Push(99)


“Don’t say that,” he says emphatically. His voice sounds a bit angry, and I’m not sure where it’s coming from. “Don’t hurt for me. I can’t stand the thought of you hurting. Especially because of me.” His knees are folded up against his chest, and his arms are wrapped around them. He looks straight out over the city.
“I can’t help it,” I say quietly. “That’s what happens when you love someone. Sometimes you hurt for them. Sometimes you want to take the pain they are feeling and put it on yourself instead.” The sun is just starting to go down, and I can’t take my eyes off of him, even though I know he won’t look back at me.
“But you can’t, Emma. You can’t make it better. It’s impossible. Because it isn’t hurt and pain I feel about my mother. It is seething anger. I am angry at her and at my father and at myself. I am angry that I couldn’t fix things for them, no matter what I did.”
“Fix what?”
“Everything,” he says, resting his chin on his knees. “Emma, my mom spent a good part of her life in a deep depression. That’s what I meant when I said she was broken inside. I watched her sink so deep into herself that she stopped caring about everything. I watched her stop eating and washing and talking. I tried to take care of her, and I tried not to rile up my dad. I tried to turn chaos into control. I tried to make it better for both of them, but I couldn’t. And then I watched her die right in front of me, and I couldn’t do anything to stop it from happening.” I hear a mixture of sadness and hatred in his voice. David unfolds his arms and reaches into his back pocket. He pulls out his wallet and takes out a piece of paper. I watch him unfold it and smooth it down flat on the rock before passing it to me. It is warped and cracked and watermarked. I can’t read most of what it says because the ink is runny and splattered, and the sun is too low in the sky.
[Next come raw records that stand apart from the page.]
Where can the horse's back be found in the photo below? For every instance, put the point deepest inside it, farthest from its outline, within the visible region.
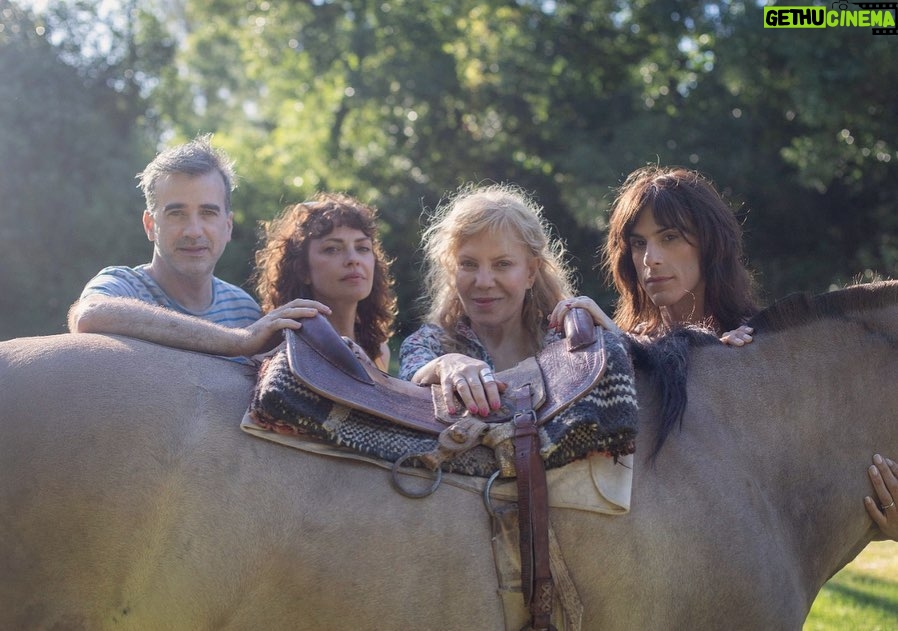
(131, 498)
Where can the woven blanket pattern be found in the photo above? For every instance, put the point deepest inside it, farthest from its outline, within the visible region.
(602, 421)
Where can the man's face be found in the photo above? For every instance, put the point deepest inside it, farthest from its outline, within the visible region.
(190, 225)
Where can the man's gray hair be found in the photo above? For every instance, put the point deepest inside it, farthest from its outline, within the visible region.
(196, 157)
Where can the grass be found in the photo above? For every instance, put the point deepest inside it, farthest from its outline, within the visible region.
(863, 596)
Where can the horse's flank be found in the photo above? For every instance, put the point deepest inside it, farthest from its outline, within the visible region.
(130, 498)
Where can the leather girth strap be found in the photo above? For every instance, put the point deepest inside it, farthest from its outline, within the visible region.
(533, 514)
“What is this?” I ask as I look back up. His eyes are on me now. Watching me.
“It’s the note my mother pinned to my shirt just before she committed suicide. I was supposed to be asleep in the car.”
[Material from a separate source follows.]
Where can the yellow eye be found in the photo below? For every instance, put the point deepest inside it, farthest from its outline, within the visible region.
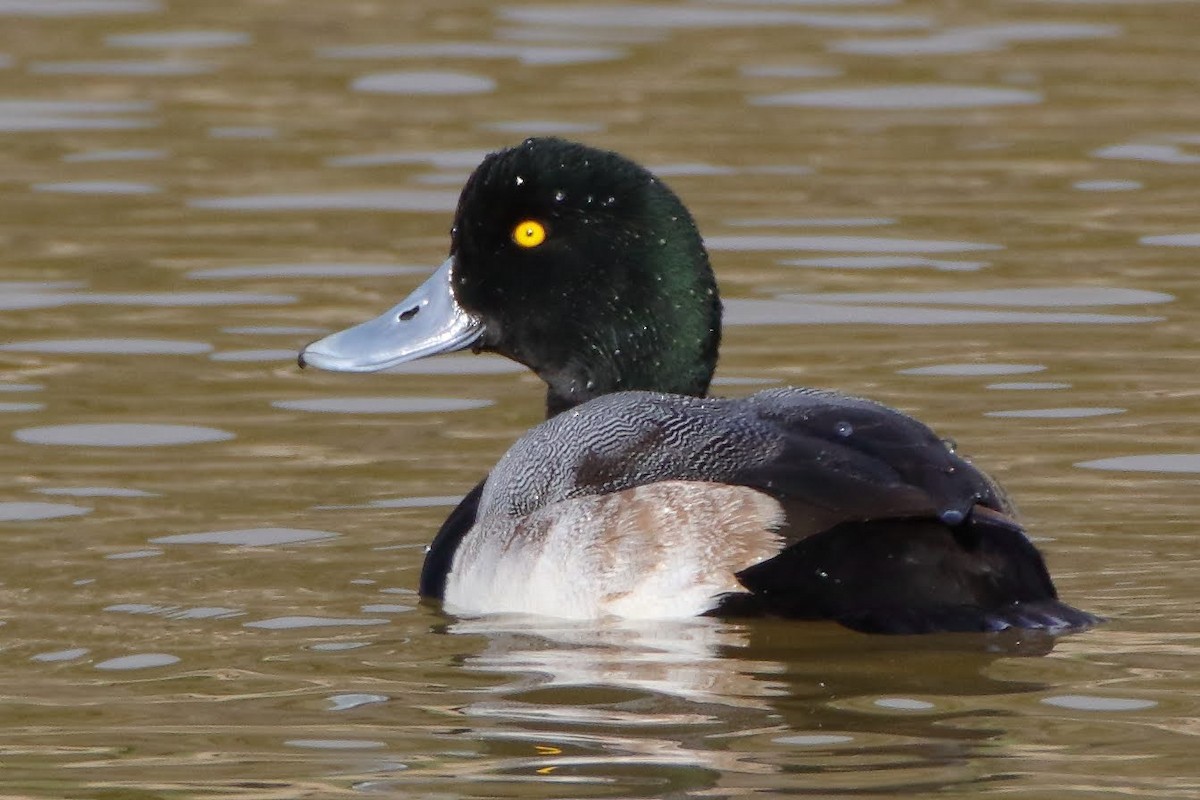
(529, 233)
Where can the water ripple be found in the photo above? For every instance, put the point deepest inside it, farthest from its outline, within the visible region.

“Oh, David. Oh, no. No.” I look down at the note. I can see that it starts with “My bright little bird,” and I can make out something about whatever his father said not being true, but that’s all. She signed it “From your loving Momma.” I want to cry so badly. I want to crawl over to him and hold him against me. He was only eight f*cking years old. Eight. Who does that to a child?
“I woke up just as she was about to jump off a bridge with sandbags tied to her feet,” he says. He curls himself up again, into a ball, and hugs his legs.
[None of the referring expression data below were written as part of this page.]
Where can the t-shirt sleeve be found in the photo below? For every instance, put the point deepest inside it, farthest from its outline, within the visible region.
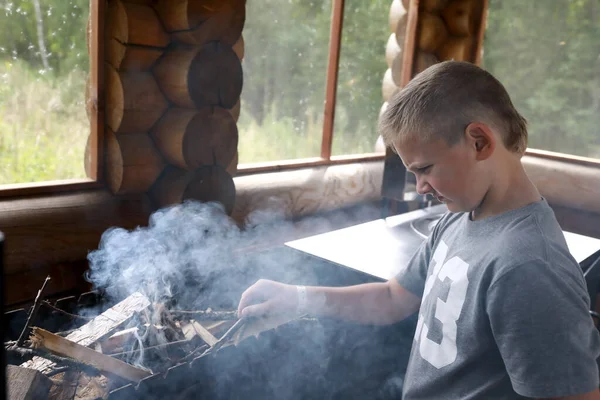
(539, 315)
(413, 276)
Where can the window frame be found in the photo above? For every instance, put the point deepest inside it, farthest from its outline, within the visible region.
(97, 96)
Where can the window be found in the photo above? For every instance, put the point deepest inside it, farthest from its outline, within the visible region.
(287, 54)
(547, 54)
(44, 67)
I can’t believe it. I can’t believe that two women in David’s life met such a brutal and tragic end—and each at their own hands. Both Anna and his mother jumped from a bridge. Both drowned. And both of their choices made him suffer far more than any man should. I want to squeeze myself in between his thighs and his chest and melt into him. I want to erase all the bad. I want to erase Anna and Lucia and Jenny and Kelsey and everyone else who has ever hurt him.
“I got out of the car and asked her what she was doing,” he continues, his voice soft and husky, “but I think I already knew. I think I knew for a long time that my mom was going to leave me somehow. I tried to grab her when she jumped, but I missed. And then I screamed at her. I think I told her to try to fly, to flap her arms or something. And when she didn’t, I jumped in after her. I felt around in the water for her for a long time, but it was dark and I couldn’t see. She died right in front of me, Emma, and I couldn’t save her.” By the time he finishes, he is crying. His body is heaving with sobs, and I wrap my arms around him. His face presses against the front of my shoulder, and I feel his tears seeping through the fabric of my dress. I am crying now, too. My skin is hot with anger—so much anger—for this woman and what she did to her own son. I should feel sad for her—like I do for Anna—but for some reason I can’t bring myself to pity her. He was a child, for Christ’s sake. A child. I am mad at David’s father for not being there for him, and I’m mad at David because I know that he feels as if it was his fault. But it wasn’t. How could it be? How could he think he was responsible for “fixing” his parents? How could he blame himself for his mother’s choice?
A few minutes later, he pulls away and wipes at his face. “I’m sorry,” he says. “I’m sorry to lay this on you, but...it’s f*cked up, right? I never told anyone that I tried to save my mom because I didn’t want anyone to know that I couldn’t do it. I couldn’t save my mother.”
I look at David’s face and think about how people all over the world are walking around with massive secrets bound to their backs, weighing them down until their knees scrape the ground. It isn’t just David and me. It is everyone. We all suffer at the hands of secrets, whether we are the cause of them or not. And we are a world of self-made martyrs because of it. We try so hard to hold on to our secrets because we are afraid that no one will understand or that we’ll somehow be judged because of them. People steal and lie and cheat and murder and ignore and deceive, and their victims wear the burden of these wrongs like some kind of godforsaken badge. I am guilty of it, and so is David. But I think David is ready to give up his martyrdom. I think, like me, he is ready to slough off his secrets and move on. He already recognizes that, without them, he wouldn’t be the man that he is. But now, I think he’s finally recognizing that maybe he’ll be a better man without them.